The 27-year-old also recommends following a programme. She runs the Wellness Collective, which helps other mums with accountability and giving them direction.
‘This is a lifestyle rather than a quick fix,’ she said. ‘It’s about your mindset as much as your body.’
When it comes to practicalities, the new mother recommends that you always have something healthy on hand that you can snack on, whether it’s chopped-up vegetables in the fridge, or bircher muesli:
‘Cook when you have the extra time during the day and keep things in the fridge,’ she said.
‘Make time for a healthy food shop. I go to the farmers’ markets on a Friday and am never caught unaware, carrying health bars around with me in a nappy bag.’

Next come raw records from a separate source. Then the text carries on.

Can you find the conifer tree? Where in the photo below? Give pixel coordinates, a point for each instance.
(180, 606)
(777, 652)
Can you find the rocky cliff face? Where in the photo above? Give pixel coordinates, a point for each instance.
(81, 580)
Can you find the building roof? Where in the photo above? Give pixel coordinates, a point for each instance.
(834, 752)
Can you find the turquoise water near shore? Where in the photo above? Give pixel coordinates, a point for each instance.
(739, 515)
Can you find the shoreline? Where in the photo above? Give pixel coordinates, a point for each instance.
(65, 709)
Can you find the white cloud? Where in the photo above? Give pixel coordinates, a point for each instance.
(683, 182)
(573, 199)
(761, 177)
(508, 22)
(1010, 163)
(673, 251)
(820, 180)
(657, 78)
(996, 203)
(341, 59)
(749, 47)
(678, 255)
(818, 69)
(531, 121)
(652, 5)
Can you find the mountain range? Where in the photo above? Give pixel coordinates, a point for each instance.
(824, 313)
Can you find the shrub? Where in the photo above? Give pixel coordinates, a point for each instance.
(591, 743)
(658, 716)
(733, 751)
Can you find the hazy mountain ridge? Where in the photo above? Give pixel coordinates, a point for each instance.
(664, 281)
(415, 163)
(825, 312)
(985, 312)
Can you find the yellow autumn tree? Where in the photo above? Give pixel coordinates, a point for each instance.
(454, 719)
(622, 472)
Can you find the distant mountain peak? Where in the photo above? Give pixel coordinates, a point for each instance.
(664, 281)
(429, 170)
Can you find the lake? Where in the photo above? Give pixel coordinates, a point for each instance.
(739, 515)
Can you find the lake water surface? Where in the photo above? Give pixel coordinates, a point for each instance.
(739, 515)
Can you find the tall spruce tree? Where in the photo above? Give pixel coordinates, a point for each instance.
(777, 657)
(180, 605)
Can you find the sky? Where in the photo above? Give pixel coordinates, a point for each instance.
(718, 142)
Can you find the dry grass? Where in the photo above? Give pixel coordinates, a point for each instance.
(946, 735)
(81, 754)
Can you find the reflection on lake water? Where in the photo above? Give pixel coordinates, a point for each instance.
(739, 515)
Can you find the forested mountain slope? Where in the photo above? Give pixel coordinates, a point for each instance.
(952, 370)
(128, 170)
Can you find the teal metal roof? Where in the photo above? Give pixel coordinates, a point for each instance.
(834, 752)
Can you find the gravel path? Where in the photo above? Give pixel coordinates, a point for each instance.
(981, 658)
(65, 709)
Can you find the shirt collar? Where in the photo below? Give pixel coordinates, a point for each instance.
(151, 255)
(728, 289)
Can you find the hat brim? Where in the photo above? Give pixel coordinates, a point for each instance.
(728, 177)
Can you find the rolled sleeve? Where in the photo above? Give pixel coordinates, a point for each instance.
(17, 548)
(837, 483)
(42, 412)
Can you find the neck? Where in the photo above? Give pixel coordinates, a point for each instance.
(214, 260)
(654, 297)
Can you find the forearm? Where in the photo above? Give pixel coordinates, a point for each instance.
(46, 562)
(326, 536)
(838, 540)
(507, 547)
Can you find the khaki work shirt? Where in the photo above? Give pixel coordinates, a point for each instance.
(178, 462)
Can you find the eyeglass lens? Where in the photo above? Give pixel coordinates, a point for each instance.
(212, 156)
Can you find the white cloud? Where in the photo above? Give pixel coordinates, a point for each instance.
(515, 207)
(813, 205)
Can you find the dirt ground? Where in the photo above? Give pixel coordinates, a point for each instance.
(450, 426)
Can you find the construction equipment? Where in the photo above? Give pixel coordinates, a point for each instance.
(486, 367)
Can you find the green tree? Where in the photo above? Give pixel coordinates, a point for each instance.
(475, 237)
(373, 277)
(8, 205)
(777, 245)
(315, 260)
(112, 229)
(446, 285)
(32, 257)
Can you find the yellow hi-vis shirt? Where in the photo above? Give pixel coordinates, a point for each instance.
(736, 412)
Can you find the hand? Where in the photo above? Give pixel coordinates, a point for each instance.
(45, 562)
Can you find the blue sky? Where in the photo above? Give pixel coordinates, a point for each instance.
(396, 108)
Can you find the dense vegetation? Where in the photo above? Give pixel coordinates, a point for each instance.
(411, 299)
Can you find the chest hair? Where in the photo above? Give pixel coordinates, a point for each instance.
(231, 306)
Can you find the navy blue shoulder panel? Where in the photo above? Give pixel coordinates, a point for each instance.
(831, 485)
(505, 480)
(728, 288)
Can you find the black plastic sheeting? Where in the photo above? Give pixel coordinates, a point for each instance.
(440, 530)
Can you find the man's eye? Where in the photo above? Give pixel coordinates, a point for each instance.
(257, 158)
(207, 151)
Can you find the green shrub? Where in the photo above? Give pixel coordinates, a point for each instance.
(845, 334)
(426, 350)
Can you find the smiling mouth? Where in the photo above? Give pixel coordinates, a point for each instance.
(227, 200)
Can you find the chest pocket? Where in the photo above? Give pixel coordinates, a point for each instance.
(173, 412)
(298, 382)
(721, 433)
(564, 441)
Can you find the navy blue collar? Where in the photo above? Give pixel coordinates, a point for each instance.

The 27-year-old recommends investing in a slow cooker – so you can prepare something slowly throughout the day, and be prepared for the so-called ‘witching hours’ of parenthood – between 5 and 7pm, when it’s super busy, you need to feed your baby and get them down for the night.
‘It’s a good idea to have a meal ready to go for then,’ she said.
Lastly, make sure you don’t deny yourself a food group, as then you’ll start to crave it.
‘If you want a square of dark chocolate after dinner, go for it,’ she said. ‘You’ve only got one body, after all.’